A portaria sobre o Metro de Lisboa, entregue aos espanhóis da Avanza, foi assinada, publicada e entrou em vigor esta quarta-feira, a 12 dias das eleições legislativas. E o facto não passou ao lado do Bloco de Esquerda, que criticou o negócio e o momento em que se concretiza, durante um comício em Setúbal. 

Catarina Martins recordou que a indemnização compensatória estava fixada nos 32 milhões de euros e agora, o Estado fica com a dívida da empresa pública, paga parte dos salários aos trabalhadores e entrega ao privado 55 milhões de euros por ano.

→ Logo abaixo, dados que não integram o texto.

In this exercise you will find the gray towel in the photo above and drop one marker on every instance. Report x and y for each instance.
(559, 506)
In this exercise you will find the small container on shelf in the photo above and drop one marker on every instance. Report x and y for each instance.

"Ontem num anexo lá escondido do Diario da Republica  saiu o quanto vamos poupar na concessão a uma empresa privada. [...] O que nos diz o Diário da República é que nos próximos oito anos estaremos a pagar 55 milhões euros por ano numa subconcessão, quando no público pagávamos 33 milhões de euros por ano."

As privatizações têm, de resto, suportado muitas das críticas do Bloco de Esquerda ao Governo. Em Setúbal, o tema servia como uma luva e a dirigente do Bloco soube apelar aos residentes do distrito. Catarina Martins falou das PPP da margem sul, que as pessoas "ainda estão a pagar" e exemplificou com a Fertagus e a Ponte 25 de Abril.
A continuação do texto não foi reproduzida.